Continuing my consideration of how California condors are described with words, here’s another post concerned with their size.
I turned up 3 centuries worth of articles with “giant” or “giants” referring to the California condor in the title:
Giants in Feathers. [San Francisco] Chronicle. 30 September 1894.
Half-Grown Giant Condor Captured. Sausalito News. 27 September 1902.
Giant Condor Supposed Extinct Seen in Forest. Los Angeles Times. 25 November 1928.
Think Twice before You Shoot a Giant Condor. Los Angeles Times. 30 September 1934.
Giant Condor Still on Wing in California. Los Angeles Times. 9 May 1943.
First Giant Condor of Year Is Seen near White River. Fresno Bee and Republican. 29 April 1952.
Realm of Giant Birds Studied. Los Angeles Times. 25 February 1965.

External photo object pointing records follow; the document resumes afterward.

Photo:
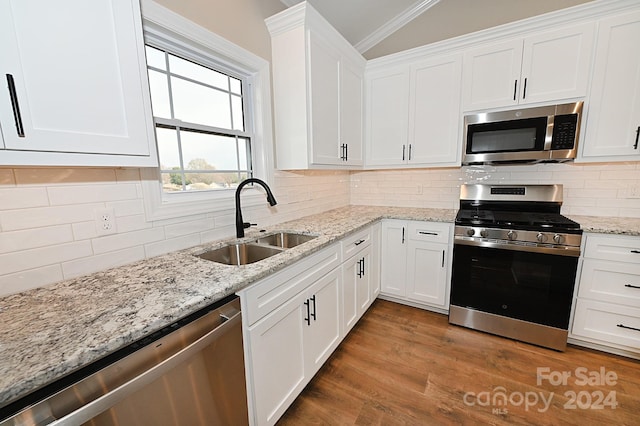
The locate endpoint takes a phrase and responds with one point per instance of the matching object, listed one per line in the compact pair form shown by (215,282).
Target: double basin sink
(256,250)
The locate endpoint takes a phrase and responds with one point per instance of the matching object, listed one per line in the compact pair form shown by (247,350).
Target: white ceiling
(394,25)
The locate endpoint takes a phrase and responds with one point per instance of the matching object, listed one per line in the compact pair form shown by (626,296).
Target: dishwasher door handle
(104,402)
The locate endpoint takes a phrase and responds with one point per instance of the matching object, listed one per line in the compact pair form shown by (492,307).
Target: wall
(589,189)
(48,233)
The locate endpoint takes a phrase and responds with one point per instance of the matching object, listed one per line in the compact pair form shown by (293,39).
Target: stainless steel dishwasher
(189,373)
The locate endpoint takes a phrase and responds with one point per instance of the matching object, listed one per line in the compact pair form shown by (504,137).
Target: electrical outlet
(105,220)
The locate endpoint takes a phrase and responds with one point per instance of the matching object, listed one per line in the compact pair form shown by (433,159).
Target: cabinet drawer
(266,295)
(435,232)
(607,322)
(356,242)
(613,282)
(618,248)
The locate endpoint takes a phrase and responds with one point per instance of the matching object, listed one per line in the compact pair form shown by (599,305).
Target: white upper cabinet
(74,89)
(613,122)
(318,80)
(544,67)
(413,114)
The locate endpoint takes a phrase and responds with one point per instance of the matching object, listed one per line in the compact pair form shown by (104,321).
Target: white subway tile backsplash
(89,194)
(46,216)
(87,265)
(130,239)
(29,259)
(22,198)
(33,238)
(60,175)
(28,279)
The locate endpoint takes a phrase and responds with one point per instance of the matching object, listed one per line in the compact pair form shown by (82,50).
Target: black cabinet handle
(14,104)
(628,328)
(308,318)
(313,299)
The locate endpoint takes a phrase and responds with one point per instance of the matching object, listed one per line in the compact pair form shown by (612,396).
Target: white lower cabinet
(415,262)
(294,319)
(607,307)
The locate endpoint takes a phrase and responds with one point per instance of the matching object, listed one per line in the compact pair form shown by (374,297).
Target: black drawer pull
(628,328)
(14,104)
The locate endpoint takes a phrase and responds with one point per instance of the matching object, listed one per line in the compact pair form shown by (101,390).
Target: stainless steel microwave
(530,135)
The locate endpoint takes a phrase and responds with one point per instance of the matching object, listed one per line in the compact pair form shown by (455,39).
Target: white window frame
(168,30)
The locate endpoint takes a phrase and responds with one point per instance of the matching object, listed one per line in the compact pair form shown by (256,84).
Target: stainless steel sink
(285,239)
(240,254)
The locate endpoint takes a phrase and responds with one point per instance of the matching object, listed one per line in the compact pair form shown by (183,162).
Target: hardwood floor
(402,365)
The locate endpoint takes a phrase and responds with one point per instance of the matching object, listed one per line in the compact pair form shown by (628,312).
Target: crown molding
(591,11)
(393,24)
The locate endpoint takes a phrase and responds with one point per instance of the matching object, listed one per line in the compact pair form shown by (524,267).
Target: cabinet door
(434,114)
(427,273)
(322,335)
(387,117)
(614,111)
(363,290)
(325,102)
(351,116)
(278,359)
(491,75)
(394,258)
(555,65)
(78,76)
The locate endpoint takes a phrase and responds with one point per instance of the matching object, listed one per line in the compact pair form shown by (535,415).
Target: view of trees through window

Doom Stalks Giant Bird. National Geographic School Bulletin. February 1970.
Giant Bird Faces Giant Problems of Survival. Outdoor California. September-October 1983.

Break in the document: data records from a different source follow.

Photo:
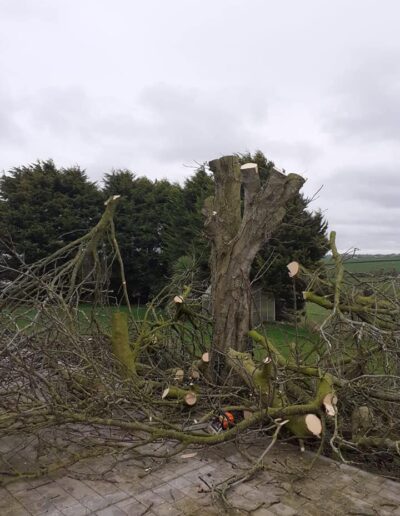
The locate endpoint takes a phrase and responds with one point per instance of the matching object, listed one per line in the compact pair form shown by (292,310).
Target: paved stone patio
(108,486)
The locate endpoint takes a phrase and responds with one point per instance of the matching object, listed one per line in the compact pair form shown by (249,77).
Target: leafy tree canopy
(43,207)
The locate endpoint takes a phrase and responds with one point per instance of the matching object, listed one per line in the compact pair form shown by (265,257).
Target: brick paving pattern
(109,486)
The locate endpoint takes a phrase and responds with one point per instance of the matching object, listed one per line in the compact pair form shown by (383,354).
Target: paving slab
(186,487)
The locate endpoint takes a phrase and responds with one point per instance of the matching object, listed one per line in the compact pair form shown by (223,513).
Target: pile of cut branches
(81,375)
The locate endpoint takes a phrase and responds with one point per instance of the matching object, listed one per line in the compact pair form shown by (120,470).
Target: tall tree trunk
(236,239)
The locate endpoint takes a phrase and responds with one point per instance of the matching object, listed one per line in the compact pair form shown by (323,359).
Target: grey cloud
(367,101)
(377,185)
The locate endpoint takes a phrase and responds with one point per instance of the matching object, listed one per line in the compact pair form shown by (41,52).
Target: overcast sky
(158,85)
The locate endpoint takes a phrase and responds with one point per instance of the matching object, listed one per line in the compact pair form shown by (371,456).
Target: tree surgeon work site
(83,375)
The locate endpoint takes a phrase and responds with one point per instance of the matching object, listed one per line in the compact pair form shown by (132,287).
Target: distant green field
(371,264)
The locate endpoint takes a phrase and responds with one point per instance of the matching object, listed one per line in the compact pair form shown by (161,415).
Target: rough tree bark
(236,238)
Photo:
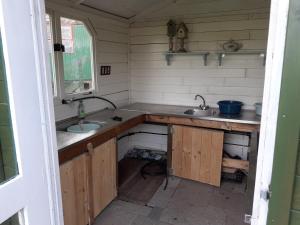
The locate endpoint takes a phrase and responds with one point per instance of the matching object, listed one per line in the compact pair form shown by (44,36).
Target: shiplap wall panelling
(240,77)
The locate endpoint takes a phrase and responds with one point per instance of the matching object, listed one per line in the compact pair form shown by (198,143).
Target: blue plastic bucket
(230,107)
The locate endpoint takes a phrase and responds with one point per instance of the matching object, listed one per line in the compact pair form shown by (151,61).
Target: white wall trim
(49,130)
(274,66)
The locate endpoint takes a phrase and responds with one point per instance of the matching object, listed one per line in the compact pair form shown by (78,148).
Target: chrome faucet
(81,112)
(203,106)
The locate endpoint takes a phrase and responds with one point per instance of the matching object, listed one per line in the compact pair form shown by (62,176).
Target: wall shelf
(170,55)
(261,53)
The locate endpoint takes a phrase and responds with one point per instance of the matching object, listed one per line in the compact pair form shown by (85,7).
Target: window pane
(14,220)
(78,56)
(8,162)
(51,52)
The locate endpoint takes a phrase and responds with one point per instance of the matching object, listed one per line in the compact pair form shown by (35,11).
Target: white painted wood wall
(239,78)
(142,43)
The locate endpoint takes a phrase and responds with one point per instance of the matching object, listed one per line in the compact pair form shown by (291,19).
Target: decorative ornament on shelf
(182,33)
(232,46)
(171,34)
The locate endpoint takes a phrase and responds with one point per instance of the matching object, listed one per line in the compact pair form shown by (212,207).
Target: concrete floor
(183,203)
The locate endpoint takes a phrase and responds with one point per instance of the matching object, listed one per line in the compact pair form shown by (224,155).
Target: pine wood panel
(74,186)
(104,175)
(197,154)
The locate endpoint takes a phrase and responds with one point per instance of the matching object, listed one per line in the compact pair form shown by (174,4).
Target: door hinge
(266,194)
(59,47)
(248,219)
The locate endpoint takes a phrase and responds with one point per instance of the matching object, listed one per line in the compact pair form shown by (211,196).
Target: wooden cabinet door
(197,154)
(74,186)
(104,175)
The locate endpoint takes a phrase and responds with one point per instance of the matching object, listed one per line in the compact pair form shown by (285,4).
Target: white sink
(84,127)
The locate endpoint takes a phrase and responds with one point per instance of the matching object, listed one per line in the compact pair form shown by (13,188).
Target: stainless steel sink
(198,112)
(81,126)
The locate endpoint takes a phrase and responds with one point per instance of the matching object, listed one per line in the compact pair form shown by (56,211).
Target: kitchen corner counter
(246,116)
(71,145)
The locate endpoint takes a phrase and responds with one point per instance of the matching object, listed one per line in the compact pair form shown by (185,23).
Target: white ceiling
(123,8)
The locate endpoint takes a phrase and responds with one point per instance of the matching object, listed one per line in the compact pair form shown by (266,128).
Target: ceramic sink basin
(84,127)
(198,112)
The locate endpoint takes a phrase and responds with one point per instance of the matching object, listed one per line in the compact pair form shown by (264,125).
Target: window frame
(58,56)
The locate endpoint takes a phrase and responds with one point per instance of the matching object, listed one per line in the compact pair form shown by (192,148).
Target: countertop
(246,116)
(66,139)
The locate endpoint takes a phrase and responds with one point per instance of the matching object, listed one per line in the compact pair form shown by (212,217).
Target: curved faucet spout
(203,106)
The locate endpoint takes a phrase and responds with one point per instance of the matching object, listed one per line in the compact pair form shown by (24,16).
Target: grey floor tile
(143,220)
(155,214)
(183,203)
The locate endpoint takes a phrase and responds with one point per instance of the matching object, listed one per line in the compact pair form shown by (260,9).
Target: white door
(26,132)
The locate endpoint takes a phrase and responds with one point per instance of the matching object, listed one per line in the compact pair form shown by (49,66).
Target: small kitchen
(157,108)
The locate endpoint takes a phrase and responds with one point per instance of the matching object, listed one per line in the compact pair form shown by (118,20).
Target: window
(51,53)
(75,56)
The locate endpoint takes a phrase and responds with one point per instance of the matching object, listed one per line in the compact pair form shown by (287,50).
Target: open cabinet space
(153,160)
(166,112)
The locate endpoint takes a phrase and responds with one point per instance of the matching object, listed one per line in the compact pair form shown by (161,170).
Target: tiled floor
(183,203)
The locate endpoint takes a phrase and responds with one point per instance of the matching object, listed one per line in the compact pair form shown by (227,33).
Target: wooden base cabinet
(197,154)
(104,175)
(89,183)
(74,187)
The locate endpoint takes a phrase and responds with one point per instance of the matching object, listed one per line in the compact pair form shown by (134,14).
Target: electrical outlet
(105,70)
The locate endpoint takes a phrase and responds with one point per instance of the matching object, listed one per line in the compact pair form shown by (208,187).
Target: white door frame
(36,189)
(274,66)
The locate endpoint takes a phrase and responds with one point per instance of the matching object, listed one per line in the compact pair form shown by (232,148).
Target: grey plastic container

California’s Winged Giants Still at Risk. New Scientist. 3 March 2007.
I found only one article with “gigantic” in the title:
Gigantic Condors with Wingspread of Fourteen Feet Found Feasting in Wild and Rugged Cuyama Valley. Los Angeles Times. 6 July 1934.
“Huge” was much less common:
A Huge Bird. Daily Alta California. 13 October 1867.
Huge Condors Seem Destined to Survive, after All. New York Times. 22 November 1983.
Many of the related “size” words that I searched for did not turn up in titles: colossal, immense, massive, stupendous, etc. But I did find:
Our Grandest Bird. Bird Watching. October 2017.
I like how “grandest” picks up the size plus the other superlative qualities of the California condor.
Of course, other size-related descriptors frequently show up within the text of articles, books, and so on. One of my favorites is “enormous bustards” in Thomas Nuttall’s A Manual of the Ornithology of the United States and of Canada (Hilliard and Brown, 1832). The Lewis and Clark Expedition had reported seeing “enormous buzzards” along the Columbia River. By the time that news reached Nuttall, zz became st. We now know that those bustards/buzzards were California condors.